On 30 September 2021 AMETIC, the Spanish digital industry business association officially kicked off the 4th edition of the Alliance for Digital Talent Development in Spain. The event also presented the winners from the ‘Digital Skills Awards Spain 2021’, also in its 4th year and part of the European Commission’s Digital Skills and Jobs Coalition, a partnership of stakeholders in Europe launching actions to tackle the digital skills gap across its various dimensions.
Carme Artigas, State Secretary for Digitalisation and Artificial Intelligence within the Ministry of Economic Affairs and Digital Transformation opened the event and Digital Skills Awards ceremony, with a keynote speech in which the 2025 Digital Spain Agenda assumed a central focus. The 2025 Digital Spain Agenda is the main roadmap towards Spain’s digital transformation in the coming decade. A key objective of the programme is the promotion of STEM careers, including technological and scientific vocations, amongst young people. This includes digital skills programmes that aim to address identified skills gap, such as the one related to gender and diversity.
Digital empowerment and skills for the future of work
The Alliance for Digital Talent Development in Spain takes place as a forum, bringing together ICT companies, universities, business schools, training centres, foundations and NGOs, sectoral associations and industry entities, interested in attracting digital talent and accelerating the country’s digital transformation. The forum’s 4th edition focused around the theme of digital empowerment and the role of women in the digital economy and digital talent as a driver for employability and inclusion.
Artigas defined the existing gender gap in the Spanish ICT sector as a: “a drag on our global growth and competitiveness that needs to be addressed” and pointed out that if the ratio of women and men working in ICT was to improve, this has the potential to generate the equivalent of 2.8% of the national GDP – “a key input from which we cannot fail”.
Only 20% of people in tech careers in Spain are women. When we look at ICT professionals specifically, women make up 30% of the whole pool. In fact, just over 1% of women in employment are engaged with the digital field. In Artigas’s words:
“The data shows the structural inequality that is widely rooted in the sector, and the urgency of addressing the transversal feminisation of this sector”.
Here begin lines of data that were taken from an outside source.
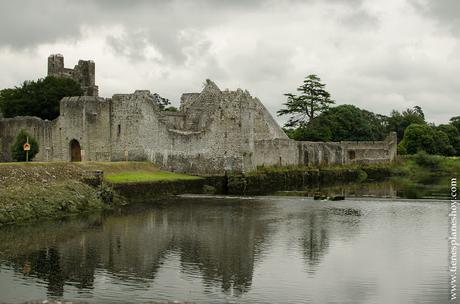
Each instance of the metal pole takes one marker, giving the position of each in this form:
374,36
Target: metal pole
27,152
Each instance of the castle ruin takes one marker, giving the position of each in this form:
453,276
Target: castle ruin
84,73
213,132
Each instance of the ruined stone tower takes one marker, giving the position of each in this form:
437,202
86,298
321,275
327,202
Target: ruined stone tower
84,73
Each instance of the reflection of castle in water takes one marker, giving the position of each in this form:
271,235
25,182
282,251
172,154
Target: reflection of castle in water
218,242
221,243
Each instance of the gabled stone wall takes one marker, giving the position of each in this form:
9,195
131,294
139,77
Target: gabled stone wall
214,131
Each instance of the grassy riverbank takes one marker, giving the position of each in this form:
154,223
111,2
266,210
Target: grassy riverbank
30,191
35,190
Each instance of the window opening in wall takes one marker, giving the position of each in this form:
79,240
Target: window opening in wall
351,154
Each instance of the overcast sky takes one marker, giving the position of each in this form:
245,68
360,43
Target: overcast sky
375,54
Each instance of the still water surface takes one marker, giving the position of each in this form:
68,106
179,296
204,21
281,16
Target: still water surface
233,250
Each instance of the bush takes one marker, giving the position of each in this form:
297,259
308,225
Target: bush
423,159
17,148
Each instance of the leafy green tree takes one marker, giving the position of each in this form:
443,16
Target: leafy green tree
17,148
455,121
344,122
312,101
398,122
38,98
453,135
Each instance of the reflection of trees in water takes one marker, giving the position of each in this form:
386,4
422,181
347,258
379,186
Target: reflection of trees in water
315,237
220,242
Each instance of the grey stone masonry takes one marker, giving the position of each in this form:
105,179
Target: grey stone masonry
84,73
213,132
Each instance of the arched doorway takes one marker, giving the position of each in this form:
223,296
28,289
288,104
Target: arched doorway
75,150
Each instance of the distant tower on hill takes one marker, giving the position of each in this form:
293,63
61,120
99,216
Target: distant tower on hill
84,73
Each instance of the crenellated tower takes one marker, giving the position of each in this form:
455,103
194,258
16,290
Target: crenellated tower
84,73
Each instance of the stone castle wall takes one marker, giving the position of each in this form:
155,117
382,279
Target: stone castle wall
84,73
214,131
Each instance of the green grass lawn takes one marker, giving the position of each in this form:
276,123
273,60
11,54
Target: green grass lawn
146,176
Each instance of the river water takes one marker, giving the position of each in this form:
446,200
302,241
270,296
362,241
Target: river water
235,250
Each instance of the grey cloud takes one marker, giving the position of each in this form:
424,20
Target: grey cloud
446,12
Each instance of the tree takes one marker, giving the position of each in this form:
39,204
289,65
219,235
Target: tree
17,148
344,122
38,98
453,135
455,121
398,122
312,101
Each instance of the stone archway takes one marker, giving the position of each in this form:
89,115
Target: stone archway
75,151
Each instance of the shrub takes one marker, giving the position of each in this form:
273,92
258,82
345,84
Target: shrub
17,148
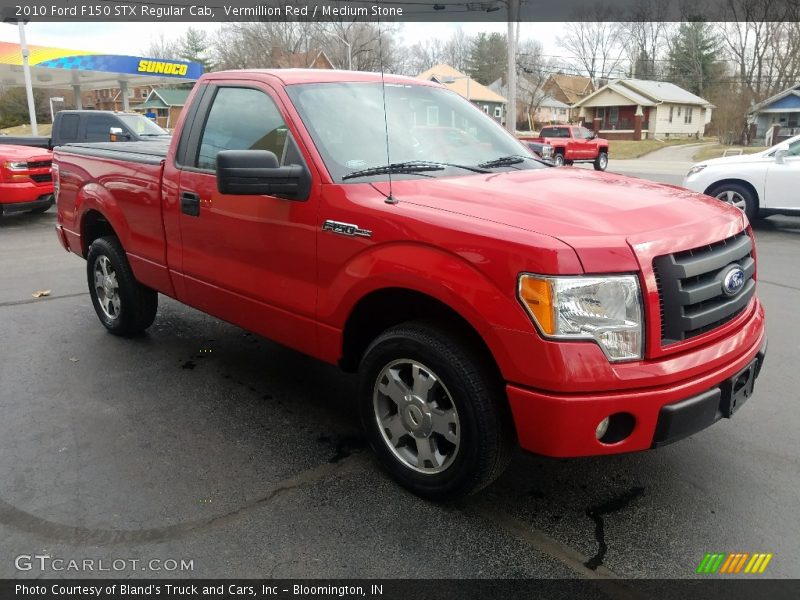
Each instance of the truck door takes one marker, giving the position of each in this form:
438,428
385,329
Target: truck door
247,259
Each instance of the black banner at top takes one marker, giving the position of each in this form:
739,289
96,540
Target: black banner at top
400,11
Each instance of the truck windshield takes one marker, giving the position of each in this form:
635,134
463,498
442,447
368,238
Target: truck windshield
422,124
142,125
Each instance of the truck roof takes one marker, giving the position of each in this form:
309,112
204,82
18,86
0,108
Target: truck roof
296,76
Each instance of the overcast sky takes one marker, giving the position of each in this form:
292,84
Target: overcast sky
133,38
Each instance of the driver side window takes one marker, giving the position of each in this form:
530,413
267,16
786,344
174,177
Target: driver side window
242,119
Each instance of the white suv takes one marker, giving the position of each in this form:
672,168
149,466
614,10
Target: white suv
761,184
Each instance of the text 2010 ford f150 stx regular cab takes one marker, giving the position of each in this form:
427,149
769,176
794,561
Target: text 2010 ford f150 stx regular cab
486,299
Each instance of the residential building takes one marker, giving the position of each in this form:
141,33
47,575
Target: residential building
167,104
532,112
492,103
636,109
111,98
778,117
568,89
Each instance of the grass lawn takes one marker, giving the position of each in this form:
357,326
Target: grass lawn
717,150
626,149
44,129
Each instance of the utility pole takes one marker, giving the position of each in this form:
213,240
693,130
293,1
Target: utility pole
26,68
511,110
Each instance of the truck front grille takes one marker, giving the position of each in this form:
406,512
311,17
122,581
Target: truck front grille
690,287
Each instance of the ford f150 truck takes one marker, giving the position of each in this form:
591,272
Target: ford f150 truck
486,299
26,184
79,126
573,144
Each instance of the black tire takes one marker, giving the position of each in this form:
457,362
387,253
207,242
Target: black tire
601,162
131,307
737,194
464,385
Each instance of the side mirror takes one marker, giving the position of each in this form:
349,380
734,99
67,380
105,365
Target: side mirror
258,173
117,134
781,153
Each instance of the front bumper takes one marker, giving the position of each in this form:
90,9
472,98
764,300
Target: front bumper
564,425
45,200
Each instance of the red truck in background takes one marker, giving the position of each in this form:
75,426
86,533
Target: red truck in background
26,183
573,144
487,300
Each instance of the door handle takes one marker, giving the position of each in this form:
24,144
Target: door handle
190,204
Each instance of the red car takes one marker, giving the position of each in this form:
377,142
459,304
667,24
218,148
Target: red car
487,300
573,144
26,181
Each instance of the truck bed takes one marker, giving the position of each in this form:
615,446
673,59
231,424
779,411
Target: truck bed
142,152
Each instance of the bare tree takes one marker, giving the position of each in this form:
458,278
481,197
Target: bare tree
534,70
597,47
645,35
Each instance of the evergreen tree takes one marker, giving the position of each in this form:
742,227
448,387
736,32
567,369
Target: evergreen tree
693,63
488,57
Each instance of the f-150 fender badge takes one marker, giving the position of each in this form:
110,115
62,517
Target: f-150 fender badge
345,229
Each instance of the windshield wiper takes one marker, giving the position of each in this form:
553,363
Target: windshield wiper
506,161
414,166
411,166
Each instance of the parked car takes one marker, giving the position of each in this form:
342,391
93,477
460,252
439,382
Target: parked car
760,184
486,304
540,150
26,183
573,144
77,126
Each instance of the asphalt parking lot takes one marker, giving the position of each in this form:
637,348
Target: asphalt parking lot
203,443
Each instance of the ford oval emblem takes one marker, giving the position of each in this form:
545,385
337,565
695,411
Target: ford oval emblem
733,282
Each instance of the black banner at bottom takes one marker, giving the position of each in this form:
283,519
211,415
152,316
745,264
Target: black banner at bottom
391,589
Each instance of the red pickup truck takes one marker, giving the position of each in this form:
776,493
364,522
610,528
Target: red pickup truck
26,184
486,299
573,144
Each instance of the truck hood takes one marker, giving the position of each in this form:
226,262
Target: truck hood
601,215
24,153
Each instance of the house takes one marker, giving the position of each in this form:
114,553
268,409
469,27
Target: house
111,98
568,89
300,60
492,103
778,117
636,109
534,111
166,103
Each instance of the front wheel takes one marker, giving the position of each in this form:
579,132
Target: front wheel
739,196
124,306
601,162
433,413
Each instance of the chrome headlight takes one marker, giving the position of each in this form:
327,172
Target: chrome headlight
604,309
695,170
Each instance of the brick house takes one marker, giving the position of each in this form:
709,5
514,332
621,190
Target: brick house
636,109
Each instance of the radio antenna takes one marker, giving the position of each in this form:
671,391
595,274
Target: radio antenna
390,199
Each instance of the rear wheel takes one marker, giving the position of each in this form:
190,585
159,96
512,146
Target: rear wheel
434,415
737,195
601,162
124,306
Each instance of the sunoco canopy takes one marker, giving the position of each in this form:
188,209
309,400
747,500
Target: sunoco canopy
61,68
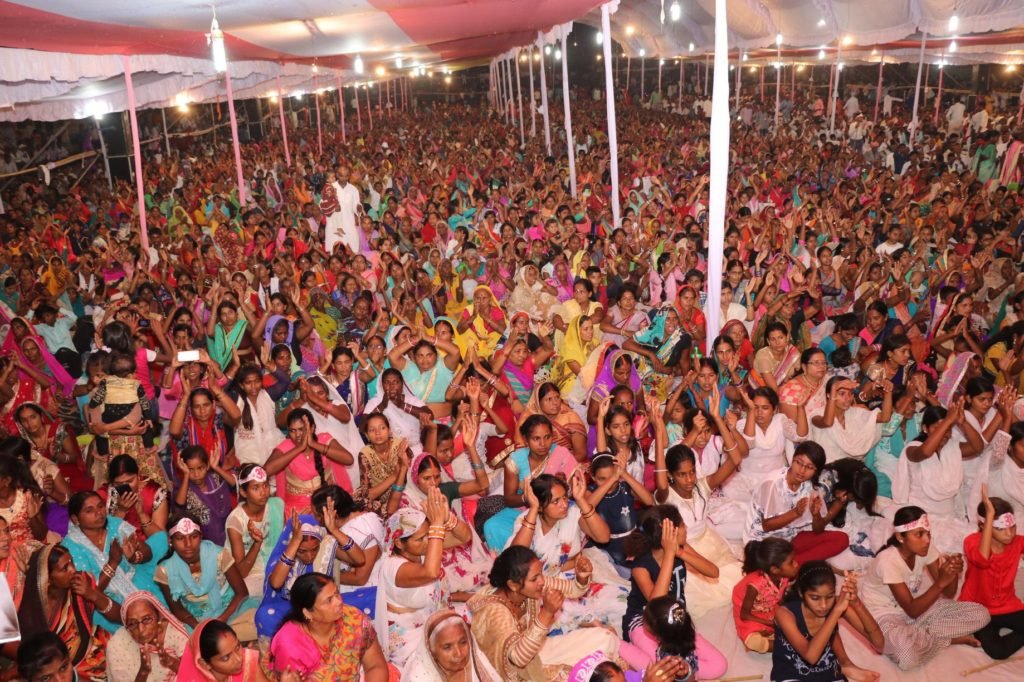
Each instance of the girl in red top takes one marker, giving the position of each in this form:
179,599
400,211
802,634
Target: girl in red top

Artigas highlighted the role of AMETIC as one of the main actors, committed to furthering the digital transformation of Spain, whilst embedding a unique ethical and social national perspective.
A national plan for digital skills that leaves no one behind
Pedro Mier, President of AMETIC spoke about the Spanish ‘National Digital Skills Plan’, proposed to the government already back in 2020. Amongst the strengths of the plan is its horizontal approach that takes into account the needs of virtually any economic sector in Spain. Mr Mier also mentioned AMETIC’s White Paper for the Development of Digital Competences, a thorough analysis of the digital industry sector drawing on knowledge, experience, and implementation capacity.
According to Mr Mier, one key result stemming out of the plan is the improved interest of business schools and universities in working with employers:
“We are seeing the arrival of the training school sector to AMETIC, both digital native schools and large transversal schools. This is a sign of the [growing] importance of digital training and skills for all”, [hence] “we need swift and easy procedures to meet the great challenge ahead of the management of the Next Generation European Funds.”
Pedro Mier did not forget to highlight the launch of the Spanish Digital Skills and Jobs Coalition website, part of a global initiative that sees an EU-level platform providing a single access point to the activities related to digital talent and skills, and facilitating collaboration between different EU Member States and National Coalitions for Digital Skills and Jobs.
“The website aims to be a reference point for the discussion of digital skills, as well as for the dissemination of information on services, resources, training materials, and interesting data related to these competences”.
Lucas González Ojeda, Deputy Head of Representation of the European Commission in Spain, also spoke at the event. Ojeda pointed out that the European Commission has had 6 main priorities since 2019, two of which are the twin green and digital transitions. Ojeda pointed to a common need across the EU to improve skills: 90% of jobs in Europe need digital skills, and 37% of people do not have this capacity yet. Mr Ojeda also highlighted the importance of the 2020 European Skills Agenda, whose goal is to reach the “a target of 70% Europeans with digital skills by 2025. Today, the number is 58%.”